Gene Therapy Applications to Cancer Treatment

Department of Medical Oncology, Institut Curie, 26 rue D'ulm, Paris Cedex 05 75248, France

Received 24 June 2002; Accepted 19 July 2002

Copyright © 2003 Hindawi Publishing Corporation. This is an open access article distributed under the Creative Commons Attribution License, which permits unrestricted use, distribution, and reproduction in any medium, provided the original work is properly cited.

Abstract

Over the past ten years significant advances have been made in the fields of gene therapy and tumour immunology, such that there now exists a considerable body of evidence validating the proof in the principle of gene therapy based cancer vaccines.
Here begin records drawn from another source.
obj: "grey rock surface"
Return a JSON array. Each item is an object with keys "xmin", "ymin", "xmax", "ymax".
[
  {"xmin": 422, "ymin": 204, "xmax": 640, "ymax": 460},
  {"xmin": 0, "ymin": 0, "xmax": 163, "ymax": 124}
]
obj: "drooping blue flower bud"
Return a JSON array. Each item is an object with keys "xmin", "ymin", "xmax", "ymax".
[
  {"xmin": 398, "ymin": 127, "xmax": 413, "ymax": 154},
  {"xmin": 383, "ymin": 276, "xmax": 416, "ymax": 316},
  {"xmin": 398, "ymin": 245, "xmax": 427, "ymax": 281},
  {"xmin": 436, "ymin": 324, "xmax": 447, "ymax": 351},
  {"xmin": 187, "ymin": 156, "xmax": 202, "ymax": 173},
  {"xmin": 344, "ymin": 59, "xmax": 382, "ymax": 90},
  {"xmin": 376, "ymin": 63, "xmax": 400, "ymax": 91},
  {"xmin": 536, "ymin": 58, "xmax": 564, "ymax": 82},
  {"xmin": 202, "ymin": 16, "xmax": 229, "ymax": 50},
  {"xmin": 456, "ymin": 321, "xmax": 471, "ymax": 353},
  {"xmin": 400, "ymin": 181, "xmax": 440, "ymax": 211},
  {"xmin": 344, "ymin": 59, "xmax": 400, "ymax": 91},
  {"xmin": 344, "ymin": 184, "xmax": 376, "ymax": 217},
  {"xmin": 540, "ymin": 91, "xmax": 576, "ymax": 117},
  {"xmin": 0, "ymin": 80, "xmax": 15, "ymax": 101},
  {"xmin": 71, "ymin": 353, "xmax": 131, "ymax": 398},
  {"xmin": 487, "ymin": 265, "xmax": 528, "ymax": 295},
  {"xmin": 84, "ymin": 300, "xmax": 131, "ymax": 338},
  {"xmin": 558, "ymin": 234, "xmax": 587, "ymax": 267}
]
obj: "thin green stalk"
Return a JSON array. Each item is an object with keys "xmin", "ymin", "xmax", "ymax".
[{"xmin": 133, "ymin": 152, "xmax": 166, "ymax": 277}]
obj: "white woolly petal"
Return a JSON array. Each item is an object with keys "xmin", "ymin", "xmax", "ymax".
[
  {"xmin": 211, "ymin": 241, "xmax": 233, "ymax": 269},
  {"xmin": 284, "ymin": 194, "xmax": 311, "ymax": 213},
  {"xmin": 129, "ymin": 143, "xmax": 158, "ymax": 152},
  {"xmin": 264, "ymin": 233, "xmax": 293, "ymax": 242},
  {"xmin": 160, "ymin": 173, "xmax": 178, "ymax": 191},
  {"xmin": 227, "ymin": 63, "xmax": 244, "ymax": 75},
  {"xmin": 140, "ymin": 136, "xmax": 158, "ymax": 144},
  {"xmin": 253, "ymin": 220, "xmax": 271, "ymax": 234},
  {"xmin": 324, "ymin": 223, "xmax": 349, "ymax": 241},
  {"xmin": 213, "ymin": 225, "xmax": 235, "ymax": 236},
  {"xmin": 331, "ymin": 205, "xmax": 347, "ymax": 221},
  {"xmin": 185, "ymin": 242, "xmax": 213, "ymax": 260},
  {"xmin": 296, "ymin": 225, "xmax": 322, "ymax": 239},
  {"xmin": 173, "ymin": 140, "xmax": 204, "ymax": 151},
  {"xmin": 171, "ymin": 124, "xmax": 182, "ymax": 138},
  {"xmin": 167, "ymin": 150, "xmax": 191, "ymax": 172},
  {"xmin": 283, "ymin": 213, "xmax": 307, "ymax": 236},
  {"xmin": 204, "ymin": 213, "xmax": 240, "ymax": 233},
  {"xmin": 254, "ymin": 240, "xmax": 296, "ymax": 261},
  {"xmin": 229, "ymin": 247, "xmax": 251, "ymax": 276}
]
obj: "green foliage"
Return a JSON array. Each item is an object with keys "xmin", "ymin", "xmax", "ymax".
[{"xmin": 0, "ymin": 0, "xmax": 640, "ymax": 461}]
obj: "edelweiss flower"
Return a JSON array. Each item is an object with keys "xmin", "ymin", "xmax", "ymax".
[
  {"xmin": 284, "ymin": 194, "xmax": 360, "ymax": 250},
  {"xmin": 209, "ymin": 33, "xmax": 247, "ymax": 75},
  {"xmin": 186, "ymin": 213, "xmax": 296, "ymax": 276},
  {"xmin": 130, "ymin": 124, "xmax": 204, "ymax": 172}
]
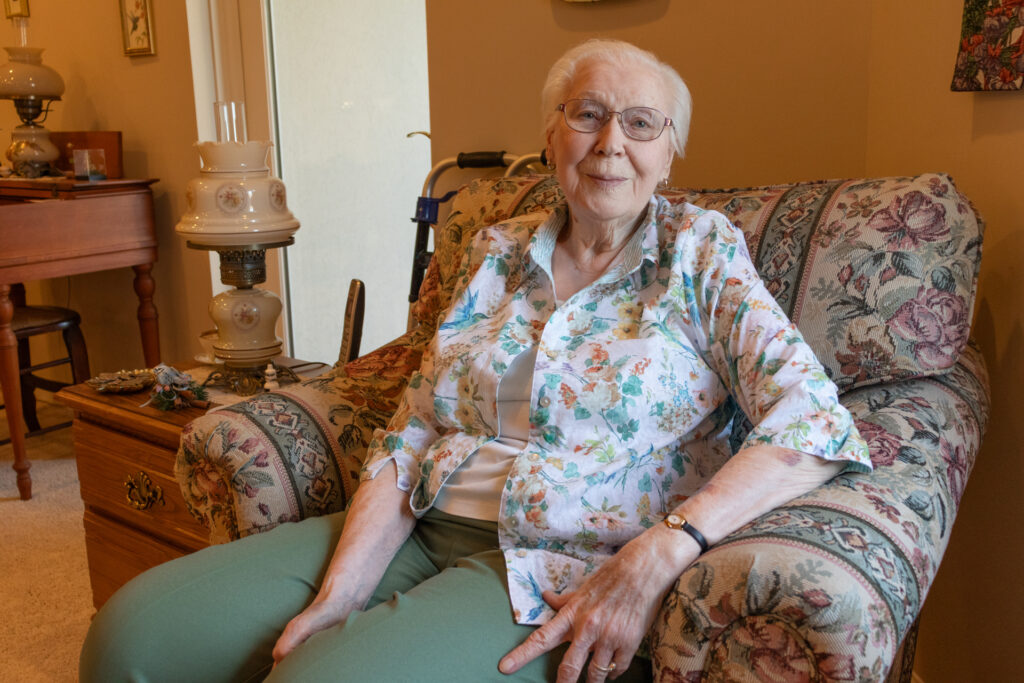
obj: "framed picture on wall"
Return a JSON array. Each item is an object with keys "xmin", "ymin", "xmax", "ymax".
[
  {"xmin": 118, "ymin": 0, "xmax": 157, "ymax": 56},
  {"xmin": 3, "ymin": 0, "xmax": 29, "ymax": 19}
]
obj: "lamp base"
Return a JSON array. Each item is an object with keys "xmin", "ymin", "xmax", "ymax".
[
  {"xmin": 203, "ymin": 360, "xmax": 299, "ymax": 396},
  {"xmin": 7, "ymin": 123, "xmax": 63, "ymax": 178}
]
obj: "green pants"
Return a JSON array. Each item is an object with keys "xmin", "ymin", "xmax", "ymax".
[{"xmin": 79, "ymin": 511, "xmax": 650, "ymax": 683}]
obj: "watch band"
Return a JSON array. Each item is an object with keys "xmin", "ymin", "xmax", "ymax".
[{"xmin": 665, "ymin": 514, "xmax": 708, "ymax": 554}]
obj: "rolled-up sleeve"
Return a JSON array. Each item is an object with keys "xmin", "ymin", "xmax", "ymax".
[
  {"xmin": 699, "ymin": 215, "xmax": 871, "ymax": 472},
  {"xmin": 359, "ymin": 337, "xmax": 440, "ymax": 490}
]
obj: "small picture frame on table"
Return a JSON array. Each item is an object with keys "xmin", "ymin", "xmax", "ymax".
[
  {"xmin": 3, "ymin": 0, "xmax": 29, "ymax": 19},
  {"xmin": 118, "ymin": 0, "xmax": 157, "ymax": 57}
]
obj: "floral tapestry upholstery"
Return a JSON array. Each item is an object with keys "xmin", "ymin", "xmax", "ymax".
[
  {"xmin": 176, "ymin": 174, "xmax": 989, "ymax": 681},
  {"xmin": 666, "ymin": 173, "xmax": 983, "ymax": 389},
  {"xmin": 950, "ymin": 0, "xmax": 1024, "ymax": 90}
]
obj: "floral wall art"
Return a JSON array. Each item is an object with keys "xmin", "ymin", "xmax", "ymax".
[{"xmin": 952, "ymin": 0, "xmax": 1024, "ymax": 90}]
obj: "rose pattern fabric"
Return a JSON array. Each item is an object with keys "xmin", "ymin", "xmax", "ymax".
[
  {"xmin": 177, "ymin": 174, "xmax": 989, "ymax": 681},
  {"xmin": 364, "ymin": 196, "xmax": 869, "ymax": 624}
]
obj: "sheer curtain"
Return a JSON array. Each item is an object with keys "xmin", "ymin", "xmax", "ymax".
[{"xmin": 269, "ymin": 0, "xmax": 430, "ymax": 361}]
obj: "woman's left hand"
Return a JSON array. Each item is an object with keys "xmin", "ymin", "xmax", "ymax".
[{"xmin": 499, "ymin": 524, "xmax": 700, "ymax": 683}]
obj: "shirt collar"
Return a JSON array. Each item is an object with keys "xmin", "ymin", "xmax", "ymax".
[{"xmin": 523, "ymin": 195, "xmax": 664, "ymax": 282}]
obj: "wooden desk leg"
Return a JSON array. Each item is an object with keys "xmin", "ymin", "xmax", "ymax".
[
  {"xmin": 0, "ymin": 285, "xmax": 32, "ymax": 501},
  {"xmin": 132, "ymin": 263, "xmax": 160, "ymax": 368}
]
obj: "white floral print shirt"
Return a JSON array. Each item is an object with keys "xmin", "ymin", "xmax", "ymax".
[{"xmin": 362, "ymin": 196, "xmax": 870, "ymax": 624}]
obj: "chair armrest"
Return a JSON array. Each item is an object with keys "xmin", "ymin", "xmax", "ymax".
[
  {"xmin": 174, "ymin": 329, "xmax": 427, "ymax": 543},
  {"xmin": 650, "ymin": 349, "xmax": 988, "ymax": 681}
]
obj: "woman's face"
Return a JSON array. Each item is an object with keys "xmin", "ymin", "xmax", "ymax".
[{"xmin": 547, "ymin": 60, "xmax": 673, "ymax": 228}]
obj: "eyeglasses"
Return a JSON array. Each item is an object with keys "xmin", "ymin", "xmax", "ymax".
[{"xmin": 558, "ymin": 99, "xmax": 672, "ymax": 141}]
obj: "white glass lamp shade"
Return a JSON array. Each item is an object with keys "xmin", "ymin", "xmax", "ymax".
[
  {"xmin": 174, "ymin": 140, "xmax": 299, "ymax": 247},
  {"xmin": 0, "ymin": 47, "xmax": 65, "ymax": 99}
]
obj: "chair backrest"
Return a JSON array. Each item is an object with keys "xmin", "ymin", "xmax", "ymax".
[{"xmin": 414, "ymin": 173, "xmax": 984, "ymax": 390}]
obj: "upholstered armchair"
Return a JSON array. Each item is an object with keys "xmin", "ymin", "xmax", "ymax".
[{"xmin": 176, "ymin": 174, "xmax": 989, "ymax": 681}]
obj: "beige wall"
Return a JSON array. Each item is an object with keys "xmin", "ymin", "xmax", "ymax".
[
  {"xmin": 867, "ymin": 0, "xmax": 1024, "ymax": 683},
  {"xmin": 427, "ymin": 0, "xmax": 1024, "ymax": 683},
  {"xmin": 427, "ymin": 0, "xmax": 870, "ymax": 192},
  {"xmin": 0, "ymin": 1, "xmax": 210, "ymax": 373}
]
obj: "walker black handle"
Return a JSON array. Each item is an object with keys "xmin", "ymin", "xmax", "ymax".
[{"xmin": 457, "ymin": 152, "xmax": 508, "ymax": 168}]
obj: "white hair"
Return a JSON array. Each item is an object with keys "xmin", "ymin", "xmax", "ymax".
[{"xmin": 541, "ymin": 38, "xmax": 693, "ymax": 158}]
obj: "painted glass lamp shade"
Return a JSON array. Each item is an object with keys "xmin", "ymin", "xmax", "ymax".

While clinical benefit has so far been marginal, data from preclinical and early clinical trials of gene therapy combined with standard therapies are strongly suggestive of additional benefit. Many reasons have been proposed to explain the paucity of clinical responses to single agent vaccination strategies including the poor antigenicity of tumour cells and the development of tolerance through down-regulation of MHC, costimulatory, signal transduction, and other molecules essential for the generation of strong immune responses. In addition, there is now evidence from animal models that the growing tumour may actively inhibit the host immune response. Removal of the primary tumour prior to T cell transfer from the spleen of cancer bearing animals, led to effective tumour cell line specific immunity in the recipient mouse suggesting that there is an ongoing tumour-host interaction. This model also illustrates the potential difficulties of clinical vaccine trials in patients with advanced stage disease.